Tsubakimoto Chain Co. is expecting auto parts sales in China to climb to more than JPY12 billion ($116 million) by March 2018 as carmakers like General Motors and Volkswagen increase their orders to diversify supply chains. Tsubakimoto’s managing executive officer Toru Fujiwara told Bloomberg in an interview that the supplier’s board has approved plans for a new site in China as early as this year. Tsubakimoto, which makes transmission chains and gears, is planning to expand in China, where its auto parts sales are seen to hit JPY6 billion this fiscal year, boosted by an ongoing race between GM and VW to become the largest carmaker in the country. Because of this, the carmakers are diversifying orders to cut the risk of having just one supplier for each part, Fujiwara remarked. “That would be a tailwind for us,” Fujiwara told Bloomberg.
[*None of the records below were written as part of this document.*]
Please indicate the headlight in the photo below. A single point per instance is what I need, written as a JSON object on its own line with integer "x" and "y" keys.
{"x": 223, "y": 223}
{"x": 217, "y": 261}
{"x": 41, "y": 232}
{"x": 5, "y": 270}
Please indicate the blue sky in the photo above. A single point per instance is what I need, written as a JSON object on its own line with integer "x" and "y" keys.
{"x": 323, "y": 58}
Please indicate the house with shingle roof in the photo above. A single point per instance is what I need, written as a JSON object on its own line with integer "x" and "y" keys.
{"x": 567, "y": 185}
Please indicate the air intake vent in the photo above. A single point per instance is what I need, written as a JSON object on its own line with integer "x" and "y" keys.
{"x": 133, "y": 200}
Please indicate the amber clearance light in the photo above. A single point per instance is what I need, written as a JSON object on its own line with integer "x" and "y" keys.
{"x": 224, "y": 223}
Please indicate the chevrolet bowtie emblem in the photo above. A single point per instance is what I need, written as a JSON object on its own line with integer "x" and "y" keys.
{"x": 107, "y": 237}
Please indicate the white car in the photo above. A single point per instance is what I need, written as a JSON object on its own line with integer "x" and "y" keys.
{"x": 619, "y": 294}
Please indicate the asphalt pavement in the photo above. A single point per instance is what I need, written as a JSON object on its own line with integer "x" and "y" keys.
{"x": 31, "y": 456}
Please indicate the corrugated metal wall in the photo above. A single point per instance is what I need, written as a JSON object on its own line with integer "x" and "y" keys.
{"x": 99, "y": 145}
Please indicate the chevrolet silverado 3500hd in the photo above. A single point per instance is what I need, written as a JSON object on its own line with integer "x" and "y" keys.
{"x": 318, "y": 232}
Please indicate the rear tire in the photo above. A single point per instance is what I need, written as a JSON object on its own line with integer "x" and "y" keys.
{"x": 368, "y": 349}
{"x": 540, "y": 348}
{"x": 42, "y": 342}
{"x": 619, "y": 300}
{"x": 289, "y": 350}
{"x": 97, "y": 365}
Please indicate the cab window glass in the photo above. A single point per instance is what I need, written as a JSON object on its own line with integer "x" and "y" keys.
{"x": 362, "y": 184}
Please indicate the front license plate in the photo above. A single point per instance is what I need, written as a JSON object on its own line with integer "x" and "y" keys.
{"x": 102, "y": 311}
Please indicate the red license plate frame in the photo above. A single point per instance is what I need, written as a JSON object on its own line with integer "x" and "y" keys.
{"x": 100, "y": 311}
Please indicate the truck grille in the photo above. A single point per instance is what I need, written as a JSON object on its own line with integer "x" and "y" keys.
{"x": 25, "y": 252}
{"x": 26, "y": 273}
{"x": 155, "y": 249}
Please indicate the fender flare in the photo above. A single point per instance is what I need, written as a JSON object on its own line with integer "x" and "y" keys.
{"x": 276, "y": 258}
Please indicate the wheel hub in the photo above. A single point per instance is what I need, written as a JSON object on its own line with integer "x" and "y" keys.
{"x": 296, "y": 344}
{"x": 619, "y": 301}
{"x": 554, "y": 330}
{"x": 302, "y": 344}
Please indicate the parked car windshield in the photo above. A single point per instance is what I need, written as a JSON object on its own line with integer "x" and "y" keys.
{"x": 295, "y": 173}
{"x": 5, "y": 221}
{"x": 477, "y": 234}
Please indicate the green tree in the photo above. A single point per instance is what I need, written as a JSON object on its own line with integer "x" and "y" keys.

VW has disclosed that it will add seven car sites in China and raise output capacity there to 4 million vehicles annually by 2018. GM, meanwhile, is planning an $11-billion investment in China by 2016 and add four new sites to hike annual capacity to around 5 million units. “As a global operating company we work together with global operating suppliers,” Larissa Braun, a spokeswoman for VW Group China in Beijing, said in e-mailed comments to Bloomberg.
She said that to secure globally stable and efficient supplier chains, VW cooperates with the “most competitive and cost efficient supplier markets to improve continuously” their costs.” Fujiwara remarked that orders from Japanese carmakers in China like Toyota are also expected to surge.